The April 21 options expiration is the key. May 2026 WTI crude futures and options expire on April 21, 2026. The US‑Iran ceasefire is also set to expire on April 21 (OPEX is on the 21st EST, ceasefire is on the 22nd IRST). That is not a coincidence. The US has been trying to tank the futures market by selling contracts into the rollover period; they want to pin prices lower ahead of the May contract expiry. But Iran is letting them do it.

Iran is waiting for the rollover to fuck up the US plan. The US (most likely the treasury itself or other proxies) have placed massive bearish bets. The idea is to drive oil down once the Strait of Hormuz "reopens." But Iran controls the strait; they can flip the switch at any moment. By waiting until after the rollover, Iran forces the US to hold short positions into a delivery period where physical barrels are not available. When Iran then "closes" the strait again (or kinetic warfare escalates when Israel breaks the ceasefire), the short squeeze will be brutal. The US will be forced to buy back contracts at any price, and the paper game unravels.
Iran is posting bullish statements before market hours for a reason (some have been accusing the Iranian government and the IRGC as being at odds with one another, this is not the case). They want to lure the US into selling more cheap contracts, letting the shorts pile up. Every time Iran says "the strait is open" or "negotiations are progressing", the US adds to its short position. Then, when the rollover is locked in, Iran reverses course. That is exactly what happened on April 17: Iran announced the strait was open, oil tumbled 9%, and then the next day Iran "closed" it again after the US continued its blockade. The US got trapped.

Kinetic warfare cannot be shrugged off. The 1970s oil shock took 7 years to recover from; the physical damage to infrastructure, shipping lanes, and refining capacity does not just disappear. Pricing models will start pricing in longer periods of low oil supply, and that is when the real pain begins. Europe/etc have months of supply, but if they know the strait will be closed for 6 months, 12 months, 18 months? Rations will start immediately so they don't run out in ~June and the price of oil be >$200. The strait could go back to 100% fully normal capacity TOMORROW, and we would not avoid this supply shock. It will take (at minimum) MONTHS to "restart" the strait when all is said and done.
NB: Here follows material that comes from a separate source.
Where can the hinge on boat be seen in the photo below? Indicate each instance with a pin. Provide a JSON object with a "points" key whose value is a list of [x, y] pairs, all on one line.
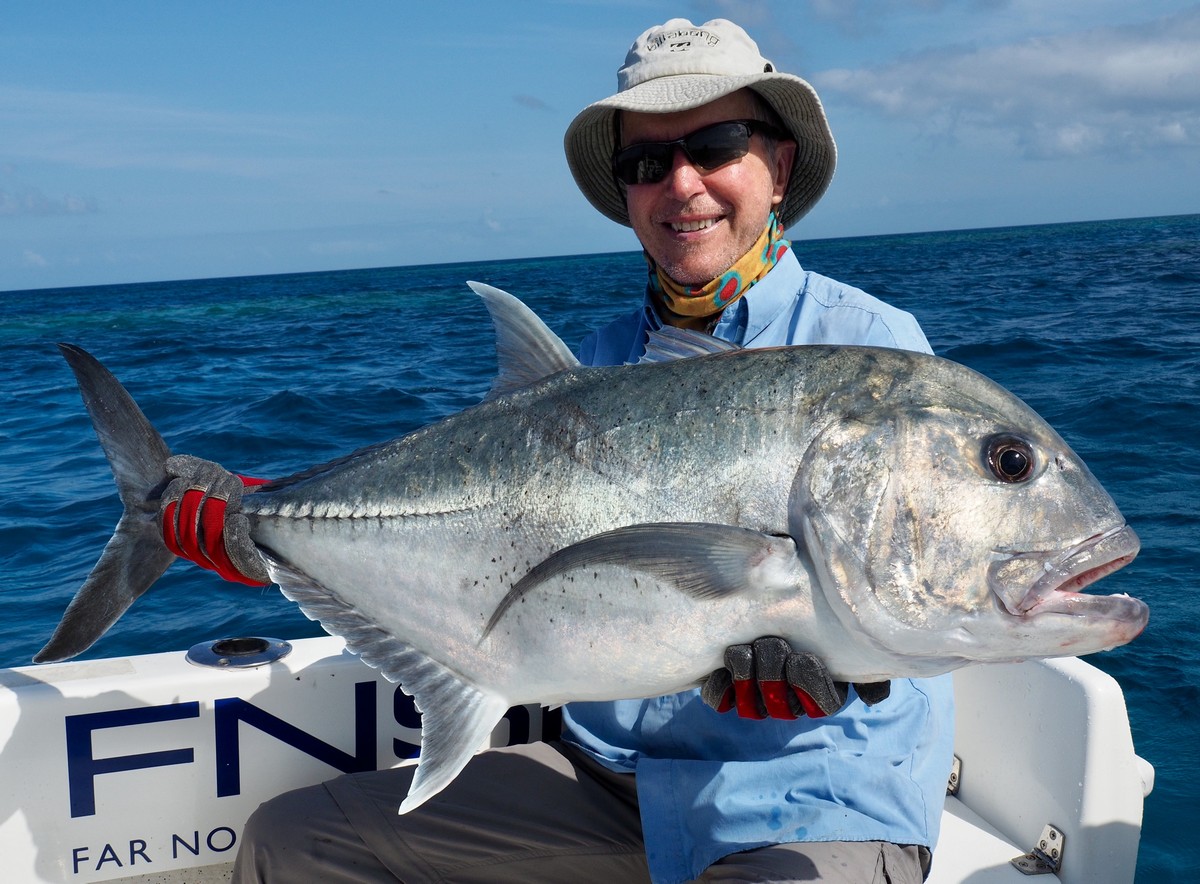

- AI is like the 00 crash (Massive overvaluations into massive leverage)
- Oil is like the 70s crash
- PC/PE Stress (Private Credit / Private Equity) is like the 08 crash
- Iran War is like the 2021 crash (ignore it and it'll go away? Right?...)
But AI is much worse than the dotcom crash (>3x the leverage than in 99), this supply shock makes the 70s look like a game (roughly 3x more of a supply disruption), PC/PE makes 08 look like childs' play, and this insane 12 day run during a war makes covid look like a joke.
This is genuinely THE largest bull trap for the markets the world has ever seen. If/when the United States fails to fuck with the futures markets, first the markets, and then the actual economy are going to crumble.
I'm not quite following here, can you elaborate? I get the part where the government is trying to keep prices low by building up a large short position, one that pays off if they're able to permanently reopen the strait and oil prices drop and results in catastrophe if they can't and prices shoot up. But I don't really get how oil options trading works - if you're short at close, do you have to physically buy and deliver oil? Essentially the opposite of that one time prices dropped into the negatives because storage was full and people who accepted the negative contracts discovered that they suddenly had to find a place to put a bunch of physical oil.
Yes they would be on the hook to deliver the oil for the contract to Cushing, Oklahoma.
If they don't already have that oil, they would need to buy it at the market price and arrange the shipment.
It could very well look like the opposite of the time it dropped into the negatives, it'll depend on how Iran plays their cards.